Pasar keuangan Indonesia menguat pada perdagangan kemarin. Indeks Harga Saham Gabungan (IHSG) sampai nilai tukar rupiah mengalami apresiasi.
Kemarin, IHSG ditutup di posisi 6.096,43. Menguat 0,44% dibandingkan penutupan perdagangan akhir pekan lalu.
Frekuensi perdagangan tercatat 1,56 juta kali yang melibatkan 24,63 miliar unit saham dengan nilai Rp 13,31 triliun. Namun investor asing membukukan jual bersih (net sell) senilai Rp 2,95 miliar.
Di pasar obligasi pemerintah, imbal hasil atau yield Surat Utang Negara (SUN) tenor 10 tahun turun 0,3 basis poin (bps) menjadi 6,3014%. Penurunan yield menandakan harga obligasi sedang naik karena peningkatan permintaan.
Tidak hanya yang tenor 10 tahun, yield SUN tenor lain pun mayoritas terkoreksi.
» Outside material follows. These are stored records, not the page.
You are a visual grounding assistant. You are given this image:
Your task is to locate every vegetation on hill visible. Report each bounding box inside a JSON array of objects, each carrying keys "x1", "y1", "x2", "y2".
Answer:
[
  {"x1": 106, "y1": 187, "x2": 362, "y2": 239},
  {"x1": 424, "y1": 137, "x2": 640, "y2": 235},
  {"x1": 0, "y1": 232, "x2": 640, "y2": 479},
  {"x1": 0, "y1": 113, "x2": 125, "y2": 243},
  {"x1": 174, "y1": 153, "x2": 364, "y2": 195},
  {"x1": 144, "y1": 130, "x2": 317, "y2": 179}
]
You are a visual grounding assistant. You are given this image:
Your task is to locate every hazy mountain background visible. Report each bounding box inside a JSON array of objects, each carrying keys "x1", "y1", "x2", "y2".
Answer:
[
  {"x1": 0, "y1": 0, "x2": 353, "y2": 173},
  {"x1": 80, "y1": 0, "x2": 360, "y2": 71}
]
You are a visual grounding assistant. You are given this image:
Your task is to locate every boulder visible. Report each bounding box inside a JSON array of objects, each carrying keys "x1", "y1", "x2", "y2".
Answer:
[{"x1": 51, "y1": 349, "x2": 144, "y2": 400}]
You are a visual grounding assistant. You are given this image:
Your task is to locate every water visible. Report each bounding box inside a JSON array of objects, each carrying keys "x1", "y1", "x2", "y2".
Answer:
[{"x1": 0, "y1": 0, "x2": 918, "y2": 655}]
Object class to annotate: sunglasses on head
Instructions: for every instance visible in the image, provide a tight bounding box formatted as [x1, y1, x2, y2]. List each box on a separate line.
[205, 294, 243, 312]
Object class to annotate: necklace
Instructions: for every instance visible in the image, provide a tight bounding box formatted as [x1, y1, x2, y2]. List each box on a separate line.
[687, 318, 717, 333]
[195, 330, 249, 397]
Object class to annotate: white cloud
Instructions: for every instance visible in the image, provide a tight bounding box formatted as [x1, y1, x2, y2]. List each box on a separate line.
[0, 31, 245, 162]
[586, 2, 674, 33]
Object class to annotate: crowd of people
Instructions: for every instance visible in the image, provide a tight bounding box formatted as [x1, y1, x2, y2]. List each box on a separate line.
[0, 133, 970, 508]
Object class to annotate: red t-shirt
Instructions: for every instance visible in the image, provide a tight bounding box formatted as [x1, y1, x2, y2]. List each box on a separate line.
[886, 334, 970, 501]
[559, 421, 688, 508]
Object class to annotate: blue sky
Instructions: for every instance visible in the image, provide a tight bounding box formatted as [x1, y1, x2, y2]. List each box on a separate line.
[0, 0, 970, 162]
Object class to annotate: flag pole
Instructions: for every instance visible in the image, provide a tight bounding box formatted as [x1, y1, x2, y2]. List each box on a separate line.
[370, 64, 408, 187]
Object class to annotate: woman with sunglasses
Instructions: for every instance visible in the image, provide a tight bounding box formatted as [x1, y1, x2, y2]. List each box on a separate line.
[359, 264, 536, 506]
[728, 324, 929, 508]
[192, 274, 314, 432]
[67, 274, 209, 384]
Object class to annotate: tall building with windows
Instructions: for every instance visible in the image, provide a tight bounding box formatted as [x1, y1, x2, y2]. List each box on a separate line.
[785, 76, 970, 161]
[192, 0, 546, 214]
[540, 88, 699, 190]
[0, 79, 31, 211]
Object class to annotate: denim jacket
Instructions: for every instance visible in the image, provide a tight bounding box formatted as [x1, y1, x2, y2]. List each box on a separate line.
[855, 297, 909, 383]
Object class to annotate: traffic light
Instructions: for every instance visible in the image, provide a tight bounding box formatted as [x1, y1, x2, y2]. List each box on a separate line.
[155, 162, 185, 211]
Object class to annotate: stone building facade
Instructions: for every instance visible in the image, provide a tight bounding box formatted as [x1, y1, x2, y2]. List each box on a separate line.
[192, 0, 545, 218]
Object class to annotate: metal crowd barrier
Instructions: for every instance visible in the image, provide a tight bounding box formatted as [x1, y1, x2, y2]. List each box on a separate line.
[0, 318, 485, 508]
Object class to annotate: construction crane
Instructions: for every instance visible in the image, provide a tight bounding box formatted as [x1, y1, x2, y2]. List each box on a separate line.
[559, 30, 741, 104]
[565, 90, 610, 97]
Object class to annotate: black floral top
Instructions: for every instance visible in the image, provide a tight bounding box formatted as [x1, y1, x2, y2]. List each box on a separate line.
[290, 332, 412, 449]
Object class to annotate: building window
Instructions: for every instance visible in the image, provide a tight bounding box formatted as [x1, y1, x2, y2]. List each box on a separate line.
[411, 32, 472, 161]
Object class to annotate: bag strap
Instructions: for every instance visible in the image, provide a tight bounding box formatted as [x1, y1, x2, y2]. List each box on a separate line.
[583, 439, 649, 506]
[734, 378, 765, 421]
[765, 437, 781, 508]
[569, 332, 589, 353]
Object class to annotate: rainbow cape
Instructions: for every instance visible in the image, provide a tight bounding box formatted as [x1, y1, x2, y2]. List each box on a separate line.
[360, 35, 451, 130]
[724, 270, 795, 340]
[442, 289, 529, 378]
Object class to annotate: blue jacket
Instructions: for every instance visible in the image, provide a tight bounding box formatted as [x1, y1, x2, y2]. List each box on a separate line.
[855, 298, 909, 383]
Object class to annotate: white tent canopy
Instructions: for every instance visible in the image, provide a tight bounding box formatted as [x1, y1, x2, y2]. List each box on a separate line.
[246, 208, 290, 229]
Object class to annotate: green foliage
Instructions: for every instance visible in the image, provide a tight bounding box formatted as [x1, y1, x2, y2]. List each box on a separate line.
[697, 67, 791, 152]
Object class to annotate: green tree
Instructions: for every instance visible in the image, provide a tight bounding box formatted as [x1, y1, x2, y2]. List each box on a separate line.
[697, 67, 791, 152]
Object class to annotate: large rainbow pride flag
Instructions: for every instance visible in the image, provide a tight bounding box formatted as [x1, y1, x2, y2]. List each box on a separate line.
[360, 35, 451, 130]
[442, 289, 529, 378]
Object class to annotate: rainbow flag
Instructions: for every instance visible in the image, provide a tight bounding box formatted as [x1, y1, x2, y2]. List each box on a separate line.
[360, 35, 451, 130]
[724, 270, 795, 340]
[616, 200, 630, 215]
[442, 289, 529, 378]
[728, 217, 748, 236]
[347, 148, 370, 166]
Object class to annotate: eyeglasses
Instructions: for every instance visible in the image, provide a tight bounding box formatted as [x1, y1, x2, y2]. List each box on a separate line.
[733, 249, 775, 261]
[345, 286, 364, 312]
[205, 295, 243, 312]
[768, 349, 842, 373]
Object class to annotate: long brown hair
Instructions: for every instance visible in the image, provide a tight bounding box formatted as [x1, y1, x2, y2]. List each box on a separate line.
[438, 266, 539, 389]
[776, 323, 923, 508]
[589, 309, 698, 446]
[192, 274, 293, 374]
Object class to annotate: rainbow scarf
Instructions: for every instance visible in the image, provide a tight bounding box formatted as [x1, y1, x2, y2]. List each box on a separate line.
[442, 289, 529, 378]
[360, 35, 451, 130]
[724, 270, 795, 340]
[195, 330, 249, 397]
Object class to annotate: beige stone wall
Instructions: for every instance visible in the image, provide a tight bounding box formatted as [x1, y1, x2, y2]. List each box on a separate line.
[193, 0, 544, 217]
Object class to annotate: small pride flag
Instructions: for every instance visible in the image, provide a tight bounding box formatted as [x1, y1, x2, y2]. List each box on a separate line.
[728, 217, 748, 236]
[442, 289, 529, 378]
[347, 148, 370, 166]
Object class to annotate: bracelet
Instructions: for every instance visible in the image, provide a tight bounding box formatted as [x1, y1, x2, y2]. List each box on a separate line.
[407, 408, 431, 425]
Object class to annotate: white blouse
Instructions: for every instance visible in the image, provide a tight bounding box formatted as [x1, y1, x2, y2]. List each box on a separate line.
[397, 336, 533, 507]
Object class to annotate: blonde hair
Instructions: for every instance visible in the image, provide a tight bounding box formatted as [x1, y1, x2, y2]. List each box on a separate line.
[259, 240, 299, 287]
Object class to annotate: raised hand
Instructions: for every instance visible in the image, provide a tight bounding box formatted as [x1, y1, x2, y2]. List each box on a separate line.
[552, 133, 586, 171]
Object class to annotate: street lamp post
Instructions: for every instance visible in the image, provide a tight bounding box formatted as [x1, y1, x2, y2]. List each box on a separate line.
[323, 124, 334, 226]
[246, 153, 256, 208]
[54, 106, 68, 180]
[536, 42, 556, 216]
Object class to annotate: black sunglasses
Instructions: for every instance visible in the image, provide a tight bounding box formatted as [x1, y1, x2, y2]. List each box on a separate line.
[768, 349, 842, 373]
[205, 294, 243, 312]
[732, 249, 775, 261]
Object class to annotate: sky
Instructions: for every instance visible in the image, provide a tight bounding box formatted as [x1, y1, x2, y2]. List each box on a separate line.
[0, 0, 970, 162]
Berikut perkembangan yield SUN berbagai tenor pada penutupan perdagangan kemarin:
Pasar keuangan Tanah Air yang semarak itu menjadi modal bagi penguatan rupiah. Aliran modal masuk membawa rupiah berjaya di hadapan dolar Amerika Serikat (AS).
Kala penutupan pasar spot, US$ dibanderol Rp 14.420. Rupiah menguat 0,28% dibandingkan posisi penutupan perdagangan akhir pekan lalu.
Beralih ke bursa saham AS, tiga indeks utama ditutup cenderung melemah tetapi dalam rentang tipis. Dow Jones Industrial Average (DJIA) dan S&P 500 turun masing-masing 0,28% dan 0,18%, tetapi Nasdaq Composite masih bisa menguat 0,06%.
Sepertinya investor di Wall Street dilanda dilema merespons perkembangan terkini yang positif dan negatif secara bersamaan. Berita buruknya dulu, ada tendensi proses pemulihan ekonomi Negeri Paman Sam mulai mentok.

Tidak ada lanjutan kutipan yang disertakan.